Ik ben echter verbaasd als hij zijn armen spreidt, me stevig tegen zich aandrukt en me bijna tot moes knuffelt. Ik onderga het gelaten, maar op een gegeven moment duurt het me wel erg lang en begin ik in ademnood te raken. Ik piep iets en probeer hem van me af te duwen. Als hij het eindelijk door heeft, hap ik opgelucht naar adem. Pfff… dat scheelde niet veel. Hij lacht naar me en knuffelt me nog een keer. Nu gooit hij me van links naar rechts en weer terug. We vallen bijna, maar hij heeft me stevig vast. Dan laat hij me eindelijk los, pakt mijn handen in zijn handen en zegt theatraal: ‘Hos Geldiniz!’ Ik moet lachen. Dan pakt hij mijn gezicht tussen zijn grote handen en plant een dikke kus op mijn voorhoofd.
Dit heb ik nog nooit meegemaakt. Als ik tijdens een vakantie voor het eerst weer in zijn winkel kom, dan pakt hij me bij de schouders, geeft me drie zoenen en dat is dat. Nu krijg ik een uiterst warm welkom, en dat ben ik helemaal niet gewend. Als ik hem dat vertel, moet Ahmet vreselijk lachen. Hij zegt me dat het ook zoo lang geleden is dat hij me voor het laatst gezien heeft, dat hij gewoon blij is dat ik er weer ben en hij me nu eindelijk eens een keertje mag afhalen. Ik lach.
Hij gooit mijn koffer in de auto en samen rijden we richting Bodrum. Hij rijdt flink door en ik heb het vermoeden dat dit komt, omdat hij de winkel wil openen. We rijden direct door naar Gümbet. Hij zet me keurig entjes bij het hotelletje af en gaat met me mee naar binnen. Ik ga inchecken. Ik spreek met Ahmet af, dat ik later vandaag naar zijn winkel zal komen en dat we dan wel iets zullen gaan eten. Eerst wil ik mijn koffer uitpakken en misschien een beetje bijkomen van de reis.

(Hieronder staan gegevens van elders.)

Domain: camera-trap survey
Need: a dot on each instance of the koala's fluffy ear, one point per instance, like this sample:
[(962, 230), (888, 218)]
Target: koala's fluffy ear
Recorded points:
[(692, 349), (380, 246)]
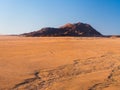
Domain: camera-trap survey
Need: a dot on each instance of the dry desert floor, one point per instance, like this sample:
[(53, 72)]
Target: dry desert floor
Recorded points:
[(59, 63)]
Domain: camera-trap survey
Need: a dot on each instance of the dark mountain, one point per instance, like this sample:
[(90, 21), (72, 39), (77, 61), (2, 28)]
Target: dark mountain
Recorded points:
[(77, 29)]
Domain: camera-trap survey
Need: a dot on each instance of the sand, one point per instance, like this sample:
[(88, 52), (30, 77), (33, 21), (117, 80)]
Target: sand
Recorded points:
[(59, 63)]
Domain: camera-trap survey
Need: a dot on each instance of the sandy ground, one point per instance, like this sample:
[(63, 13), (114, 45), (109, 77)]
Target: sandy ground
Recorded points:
[(59, 63)]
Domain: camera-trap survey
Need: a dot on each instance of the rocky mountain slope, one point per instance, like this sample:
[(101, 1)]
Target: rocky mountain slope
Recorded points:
[(77, 29)]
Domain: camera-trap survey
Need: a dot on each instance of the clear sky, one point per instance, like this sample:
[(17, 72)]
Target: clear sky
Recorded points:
[(20, 16)]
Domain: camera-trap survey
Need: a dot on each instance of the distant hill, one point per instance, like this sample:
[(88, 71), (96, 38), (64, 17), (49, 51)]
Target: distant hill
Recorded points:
[(77, 29)]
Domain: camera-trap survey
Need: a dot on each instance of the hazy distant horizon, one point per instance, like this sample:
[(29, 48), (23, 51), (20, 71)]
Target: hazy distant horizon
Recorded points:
[(22, 16)]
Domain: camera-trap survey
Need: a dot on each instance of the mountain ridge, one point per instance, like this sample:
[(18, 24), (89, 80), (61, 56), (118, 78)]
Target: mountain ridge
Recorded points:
[(76, 29)]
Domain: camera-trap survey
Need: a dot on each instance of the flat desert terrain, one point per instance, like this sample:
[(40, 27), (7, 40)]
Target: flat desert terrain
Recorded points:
[(59, 63)]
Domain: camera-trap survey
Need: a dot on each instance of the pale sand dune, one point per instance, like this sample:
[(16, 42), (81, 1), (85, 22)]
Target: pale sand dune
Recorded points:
[(60, 63)]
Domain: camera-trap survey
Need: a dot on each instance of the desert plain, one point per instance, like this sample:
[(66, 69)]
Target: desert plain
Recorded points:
[(59, 63)]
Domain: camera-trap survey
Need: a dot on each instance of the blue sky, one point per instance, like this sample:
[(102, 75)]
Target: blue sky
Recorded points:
[(20, 16)]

Hij vindt het allemaal best en spurt er weer vandoor. Bij het afscheid krijg ik weer een dikke knuffel en hij zegt dat hij echt blij is dat ik er weer ben. Ik ook. Het voelt weer heerlijk aan. De weg van het vliegveld naar Gumbet was nog altijd hetzelfde. Natuurlijk is die hetzelfde, maar ik ben hier een jaar niet geweest en dan denk je toch dat het misschien anders is, als je weer terug komt.
Ik ken alle straatjes en winketjes die we passeren nog en ik kan de gigantische glimlach die op mijn gezicht gebeiteld zit, er niet meer vanaf krijgen.
De baas van het hotelletje is dus een goede vriend van Ahmet, en hij persoonlijk checkt me in. Me komen overeen dat ik voor een week vooruit betaal en dat ik na die week altijd nog kan beslissen of ik nog een week blijf.
Ik controleer of hij begrijpt waarom. Ik wil niet dat hij denkt dat ik het hotel misschien niet goed genoeg vind ofzo. Ik leg hem uit, dat ik misschien de tweede week zal gebruiken om een vriend in Antalya op te zoeken. Hij begrijpt het. Gelukkig maar.

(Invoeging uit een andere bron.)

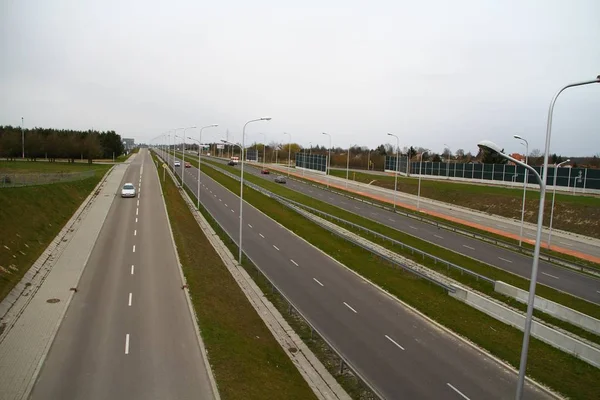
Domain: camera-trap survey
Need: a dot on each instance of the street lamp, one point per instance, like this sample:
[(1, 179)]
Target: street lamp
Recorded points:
[(328, 166), (420, 165), (526, 144), (22, 138), (289, 151), (448, 162), (556, 167), (242, 178), (538, 239), (397, 163), (348, 164)]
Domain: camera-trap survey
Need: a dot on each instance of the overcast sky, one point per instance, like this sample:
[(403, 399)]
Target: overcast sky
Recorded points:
[(431, 72)]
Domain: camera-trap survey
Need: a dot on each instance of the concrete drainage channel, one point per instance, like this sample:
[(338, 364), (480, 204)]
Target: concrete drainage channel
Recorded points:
[(284, 320), (563, 340)]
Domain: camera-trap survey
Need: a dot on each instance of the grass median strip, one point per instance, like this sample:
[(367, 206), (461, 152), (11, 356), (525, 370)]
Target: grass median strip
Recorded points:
[(445, 254), (554, 368), (32, 216), (247, 361)]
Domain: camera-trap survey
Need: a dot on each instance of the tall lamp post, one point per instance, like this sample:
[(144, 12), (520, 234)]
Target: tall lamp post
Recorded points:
[(419, 190), (289, 151), (556, 167), (526, 144), (397, 164), (22, 138), (242, 179), (538, 239), (328, 159), (348, 165), (448, 161)]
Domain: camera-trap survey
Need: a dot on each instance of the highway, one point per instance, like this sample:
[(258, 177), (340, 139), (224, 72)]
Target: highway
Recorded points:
[(569, 242), (400, 353), (128, 333), (564, 279)]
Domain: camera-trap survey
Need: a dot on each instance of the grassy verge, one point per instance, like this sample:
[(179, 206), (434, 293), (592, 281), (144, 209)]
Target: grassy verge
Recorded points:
[(448, 255), (246, 360), (578, 214), (32, 216), (556, 369), (442, 221)]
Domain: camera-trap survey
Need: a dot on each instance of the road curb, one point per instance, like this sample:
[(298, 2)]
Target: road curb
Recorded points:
[(193, 315)]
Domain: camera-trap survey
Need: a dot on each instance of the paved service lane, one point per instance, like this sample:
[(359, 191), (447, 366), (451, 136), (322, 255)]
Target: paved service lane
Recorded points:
[(128, 333), (399, 352), (564, 279)]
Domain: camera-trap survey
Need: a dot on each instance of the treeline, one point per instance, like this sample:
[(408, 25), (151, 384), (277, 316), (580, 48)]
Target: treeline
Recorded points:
[(59, 144)]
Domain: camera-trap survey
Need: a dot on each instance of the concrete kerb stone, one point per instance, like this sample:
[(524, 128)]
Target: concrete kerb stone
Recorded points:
[(312, 370), (22, 354), (19, 297), (194, 317)]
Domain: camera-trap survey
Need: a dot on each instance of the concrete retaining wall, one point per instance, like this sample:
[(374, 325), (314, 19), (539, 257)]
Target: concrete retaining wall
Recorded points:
[(549, 307), (544, 333)]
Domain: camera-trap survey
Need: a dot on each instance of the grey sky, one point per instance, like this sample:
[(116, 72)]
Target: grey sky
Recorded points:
[(432, 72)]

Ik vraag hem hoeveel ik voor die ene week moet betalen. Hij schrijft een bedrag op een papiertje en laat het mij zien. YTL 140. Ik kijk ernaar. Honderdveertig nieuwe Turkse lira. Snel maak ik een rekensommetje en ik kom uit op 20 lira per nacht. Ik kijk hem aan. Hij merkt mijn verwarring en dan zegt hij verontschuldigend: ‘This is special friends price. I cannot go cheaper.’ Ik schud mijn hoofd. Straks denkt hij nog dat ik het te duur vind! Ik maak een afwerend gebaar met mijn handen en zeg hem, dat het geen enkel probleem is.
Ik tel het geld voor hem uit en dan loopt er een jongen met me mee naar mijn kamer.

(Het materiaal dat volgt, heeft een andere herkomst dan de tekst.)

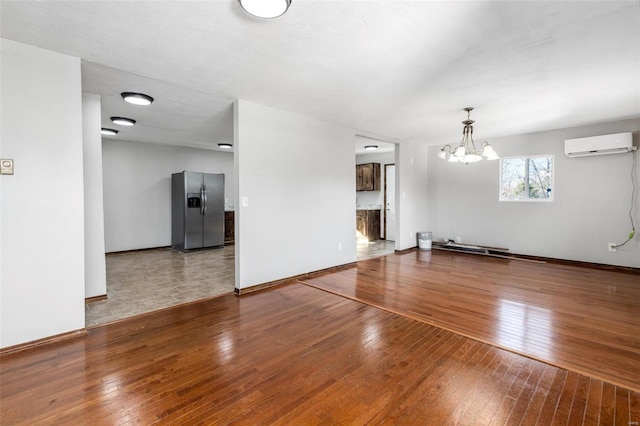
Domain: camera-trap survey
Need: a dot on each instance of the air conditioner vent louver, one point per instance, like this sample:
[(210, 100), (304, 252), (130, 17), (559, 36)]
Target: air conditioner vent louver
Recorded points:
[(617, 143)]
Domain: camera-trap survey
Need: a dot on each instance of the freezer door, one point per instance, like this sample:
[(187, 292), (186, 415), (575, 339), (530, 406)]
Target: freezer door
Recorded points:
[(213, 211), (194, 206)]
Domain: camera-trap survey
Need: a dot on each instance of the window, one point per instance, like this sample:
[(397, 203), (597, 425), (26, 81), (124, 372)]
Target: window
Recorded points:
[(526, 178)]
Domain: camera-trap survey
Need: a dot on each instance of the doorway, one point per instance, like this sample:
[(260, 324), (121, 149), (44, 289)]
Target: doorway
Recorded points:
[(390, 202)]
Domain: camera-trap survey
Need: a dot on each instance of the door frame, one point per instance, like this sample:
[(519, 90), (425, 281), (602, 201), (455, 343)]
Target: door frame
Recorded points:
[(384, 206)]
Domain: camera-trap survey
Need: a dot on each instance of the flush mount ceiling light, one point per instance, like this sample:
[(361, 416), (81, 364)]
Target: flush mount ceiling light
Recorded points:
[(122, 121), (110, 132), (265, 9), (466, 152), (136, 98)]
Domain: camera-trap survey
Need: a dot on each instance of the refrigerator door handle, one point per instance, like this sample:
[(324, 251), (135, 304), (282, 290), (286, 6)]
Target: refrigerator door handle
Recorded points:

Ik slik, en ik slik nog een keer. Ik ga hier gewoon logeren voor 10 Euro per nacht! Oh, wat erg. We lopen langs een prachtig zwembad. Alle ligbedden zijn leeg. We lopen langs de poolbar, waar een barman mij vriendelijk toelacht. Hij steekt zijn hand naar mij uit en stelt zich voor. We lopen verder, langs de biljarttafel, langs de sauna, een trap af, een hoek om en nog een trap af. Dan staan we voor kamernummer 7. De jongen opent de deur met een grote zwaai en stapt de kamer binnen. Hij laat mij zien hoe de airco werkt. Hij toont me de telefoon en laat me zien waar het lichtknopje van de badkamer zit.
Ik zie een super de luxe badkamer baden in het tl-licht. Wow. Ik ben helemaal verbaasd. De jongen zegt dan dat het ontbijt van zeven uur ’s ochtends tot half elf is. Ik stamel: ‘Breakfast…?’ De jongen antwoord: ‘Yes, included in price. No extra.’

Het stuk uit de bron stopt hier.